Servicers would apply for grant funding via an application listing the partner hospitals that would employ the prospective nurses and the number of prospective nurses the grant money would benefit in the form of loan repayments. The bill defines a partner hospital as a hospital that has a contractual relationship with a qualified servicer, provides loan-repayment assistance to nurses and agrees to provide nonstate matching funds for loan-repayment assistance “equal to 100% of the grant amount” made available by the servicer.

The bill also prohibits servicers and subgrantee partner hospitals from using grant funds for administrative costs, and caps at $10,000 per year, or $30,000 in total, the amount of grant money a nurse employed by a partner hospital can receive in loan-repayment assistance for a degree in nursing.

“My legislation would help the Commonwealth provide more creative and collaborative solutions to the nursing care shortage with the goal of helping our struggling healthcare system better serve the public,” Kosierowski said in a news release issued after the state House’s Labor and Industry Committee approved the bill.

It has yet to go before the full House for a vote.

Mary Jane DiMattio, a professor and chairwoman of the University of Scranton’s nursing department, endorsed the proposal. But she also said addressing the state’s boarder health care workforce challenges will require investments in worker-retention strategies that complement workforce development and recruitment efforts.

“If we don’t look at the retention issues and why nurses leave, particularly the hospital bedside, this initiative isn’t going to do everything that we hoped,” DiMattio said. “So certainly I’m in favor of it and I think it’s great, but I think that … more work needs to be done on why nurses leave the hospital bedside.”

After surveying more than 800,000 nurses, the National Council of State Boards of Nursing released in April findings from its 2024 National Nursing Workforce Study that showed more than 138,000 nurses left the workforce since 2022, with stress, burnout and retirement listed as key reasons.
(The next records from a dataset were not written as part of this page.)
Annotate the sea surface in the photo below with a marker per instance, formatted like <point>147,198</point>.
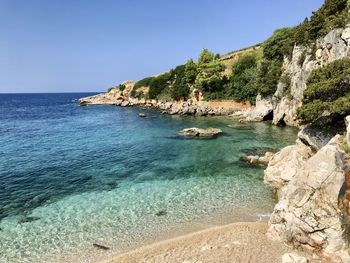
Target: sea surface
<point>72,176</point>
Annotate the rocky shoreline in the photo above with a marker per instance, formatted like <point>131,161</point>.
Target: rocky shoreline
<point>313,189</point>
<point>196,105</point>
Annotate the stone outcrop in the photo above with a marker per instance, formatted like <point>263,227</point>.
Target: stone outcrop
<point>293,258</point>
<point>193,106</point>
<point>197,132</point>
<point>258,160</point>
<point>347,123</point>
<point>335,45</point>
<point>262,111</point>
<point>285,164</point>
<point>309,187</point>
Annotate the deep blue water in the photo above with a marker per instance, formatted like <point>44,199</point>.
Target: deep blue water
<point>72,174</point>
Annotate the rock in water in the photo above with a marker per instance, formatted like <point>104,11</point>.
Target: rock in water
<point>293,258</point>
<point>161,213</point>
<point>197,132</point>
<point>307,214</point>
<point>347,122</point>
<point>100,246</point>
<point>258,160</point>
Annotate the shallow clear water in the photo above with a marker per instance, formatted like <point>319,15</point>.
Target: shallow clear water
<point>72,176</point>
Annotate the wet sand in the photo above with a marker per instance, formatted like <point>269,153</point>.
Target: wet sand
<point>234,243</point>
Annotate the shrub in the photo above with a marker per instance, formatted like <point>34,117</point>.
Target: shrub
<point>209,78</point>
<point>269,73</point>
<point>206,57</point>
<point>121,87</point>
<point>327,92</point>
<point>332,14</point>
<point>146,82</point>
<point>158,84</point>
<point>242,86</point>
<point>280,44</point>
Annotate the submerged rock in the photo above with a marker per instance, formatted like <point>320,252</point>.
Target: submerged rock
<point>293,258</point>
<point>100,246</point>
<point>28,219</point>
<point>347,123</point>
<point>258,160</point>
<point>197,132</point>
<point>161,213</point>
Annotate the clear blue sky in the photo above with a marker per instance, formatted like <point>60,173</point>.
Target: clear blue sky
<point>83,45</point>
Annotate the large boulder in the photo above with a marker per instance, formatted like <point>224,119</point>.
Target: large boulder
<point>284,165</point>
<point>347,122</point>
<point>197,132</point>
<point>262,111</point>
<point>307,213</point>
<point>285,112</point>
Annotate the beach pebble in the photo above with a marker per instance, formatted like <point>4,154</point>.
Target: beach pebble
<point>293,258</point>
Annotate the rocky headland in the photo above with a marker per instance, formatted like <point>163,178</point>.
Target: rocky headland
<point>195,105</point>
<point>311,178</point>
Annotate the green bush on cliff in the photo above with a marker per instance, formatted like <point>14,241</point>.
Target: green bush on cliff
<point>327,92</point>
<point>209,78</point>
<point>242,85</point>
<point>158,84</point>
<point>332,14</point>
<point>206,57</point>
<point>280,44</point>
<point>269,74</point>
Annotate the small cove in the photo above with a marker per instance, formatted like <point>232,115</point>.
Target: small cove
<point>72,176</point>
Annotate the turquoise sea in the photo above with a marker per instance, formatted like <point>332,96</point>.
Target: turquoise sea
<point>72,176</point>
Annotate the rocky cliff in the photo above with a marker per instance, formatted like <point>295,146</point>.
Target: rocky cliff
<point>313,189</point>
<point>289,94</point>
<point>195,105</point>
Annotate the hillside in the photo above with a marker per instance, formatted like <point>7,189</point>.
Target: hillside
<point>273,74</point>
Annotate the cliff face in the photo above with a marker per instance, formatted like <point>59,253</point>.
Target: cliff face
<point>288,96</point>
<point>335,45</point>
<point>313,189</point>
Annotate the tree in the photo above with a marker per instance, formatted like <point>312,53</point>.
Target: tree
<point>191,72</point>
<point>242,84</point>
<point>206,57</point>
<point>327,93</point>
<point>280,44</point>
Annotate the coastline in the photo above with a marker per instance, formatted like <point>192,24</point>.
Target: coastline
<point>236,242</point>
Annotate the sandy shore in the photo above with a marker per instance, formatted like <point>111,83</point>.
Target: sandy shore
<point>234,243</point>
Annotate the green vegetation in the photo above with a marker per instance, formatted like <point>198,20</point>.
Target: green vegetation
<point>120,87</point>
<point>344,144</point>
<point>327,92</point>
<point>259,70</point>
<point>242,85</point>
<point>332,14</point>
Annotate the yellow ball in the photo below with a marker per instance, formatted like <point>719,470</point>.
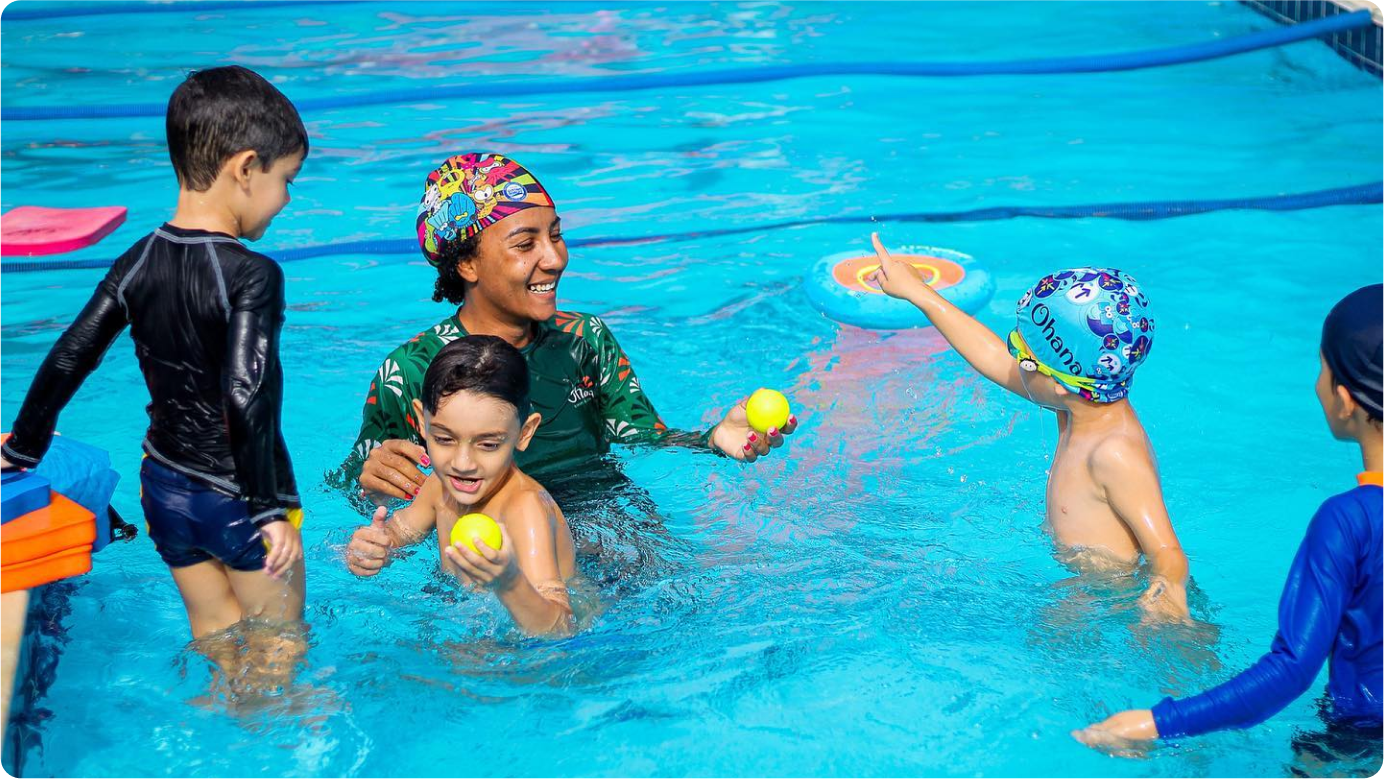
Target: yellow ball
<point>767,408</point>
<point>479,526</point>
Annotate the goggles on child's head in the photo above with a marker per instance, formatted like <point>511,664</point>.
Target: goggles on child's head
<point>1031,364</point>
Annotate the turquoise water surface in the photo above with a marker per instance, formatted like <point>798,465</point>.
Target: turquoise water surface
<point>880,599</point>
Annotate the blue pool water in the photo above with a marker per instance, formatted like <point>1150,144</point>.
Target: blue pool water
<point>883,601</point>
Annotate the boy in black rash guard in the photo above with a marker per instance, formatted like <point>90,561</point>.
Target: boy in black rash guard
<point>205,314</point>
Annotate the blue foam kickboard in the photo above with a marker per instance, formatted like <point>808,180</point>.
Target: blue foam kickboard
<point>22,494</point>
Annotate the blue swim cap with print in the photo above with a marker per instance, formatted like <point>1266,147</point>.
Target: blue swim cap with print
<point>1091,328</point>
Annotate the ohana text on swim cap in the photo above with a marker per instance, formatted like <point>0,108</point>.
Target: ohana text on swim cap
<point>1091,327</point>
<point>469,193</point>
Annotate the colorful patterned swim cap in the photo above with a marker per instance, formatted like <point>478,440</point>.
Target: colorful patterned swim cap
<point>469,193</point>
<point>1089,327</point>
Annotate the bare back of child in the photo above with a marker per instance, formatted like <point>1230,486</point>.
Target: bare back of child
<point>476,414</point>
<point>1078,339</point>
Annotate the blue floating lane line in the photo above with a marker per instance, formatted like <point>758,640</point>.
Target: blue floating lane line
<point>212,6</point>
<point>1091,64</point>
<point>1358,195</point>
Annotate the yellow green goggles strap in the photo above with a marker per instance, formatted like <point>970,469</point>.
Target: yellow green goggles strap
<point>1023,353</point>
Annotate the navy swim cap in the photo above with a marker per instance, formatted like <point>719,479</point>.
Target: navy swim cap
<point>1352,342</point>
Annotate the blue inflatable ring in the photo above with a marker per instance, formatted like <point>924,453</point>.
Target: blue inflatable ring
<point>836,285</point>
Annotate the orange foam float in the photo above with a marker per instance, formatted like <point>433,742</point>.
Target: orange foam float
<point>840,287</point>
<point>43,544</point>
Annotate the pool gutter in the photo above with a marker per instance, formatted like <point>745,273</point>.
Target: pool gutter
<point>1362,47</point>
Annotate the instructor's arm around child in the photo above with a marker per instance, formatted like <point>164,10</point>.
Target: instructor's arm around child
<point>476,414</point>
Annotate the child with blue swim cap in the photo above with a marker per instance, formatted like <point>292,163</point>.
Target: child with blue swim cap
<point>1080,336</point>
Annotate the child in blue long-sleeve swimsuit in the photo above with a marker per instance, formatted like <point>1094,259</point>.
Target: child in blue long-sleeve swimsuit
<point>1333,602</point>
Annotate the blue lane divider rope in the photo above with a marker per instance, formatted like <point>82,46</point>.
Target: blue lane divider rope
<point>129,8</point>
<point>1362,194</point>
<point>1089,64</point>
<point>211,6</point>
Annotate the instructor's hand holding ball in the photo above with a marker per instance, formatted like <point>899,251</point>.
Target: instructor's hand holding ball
<point>754,426</point>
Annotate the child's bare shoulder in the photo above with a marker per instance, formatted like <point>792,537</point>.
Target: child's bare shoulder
<point>532,502</point>
<point>1121,454</point>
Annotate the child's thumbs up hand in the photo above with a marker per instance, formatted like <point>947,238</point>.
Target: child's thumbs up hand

The study also found that almost 40% of responding registered nurses and more than 41% of responding licensed practical nurses and vocational nurses reported an intent to leave the workforce or retire within the next five years, with more than 40% of those respondents identifying stress and burnout as root causes.

Beyond burnout and stress, other top reasons include workload, understaffing and inadequate salary, according to the NCSBN.

“While we have seen some improvements, staffing challenges, stress and burnout, and workforce safety are issues that have permeated the nursing industry before, during and after the (COVID-19) pandemic and are still challenges,” NCSBN Chief Executive Officer Phil Dickison said in an April news release. “It is necessary to continue efforts to retain more experienced nurses and address longstanding factors associated with nurses’ premature intent to leave, ensuring dependable workforce planning moving forward.”

On the retention front, DiMattio said other grant initiatives should aim to help hospitals improve their practice and work environments.

“Because that’s what comes out in every research study that’s been done on this,” she said. “Nurses leave hospitals because of the practice environment, and hospitals that have better practice environments are better at retaining nurses.”

Kosierowski, who worked as a nurse for decades before entering politics, said her legislation and the governor’s proposed budget investment should help the state address the need for new nurses and fill the void.

“This is a huge crisis, but we’ve got to do something and I think the governor’s plan is one more incentive to go to nursing school, to get a job in the hospitals and to stay here,” she said.

She also described nursing as a rewarding but high-stress job made more stressful by staff shortages, long hours, greater patient needs, the growing threat of workplace violence and other factors.

“It’s very difficult work, and we want to make sure that we are rewarding those professionals for the job that they do,” Kosierowski said. “And something like this program does just that.”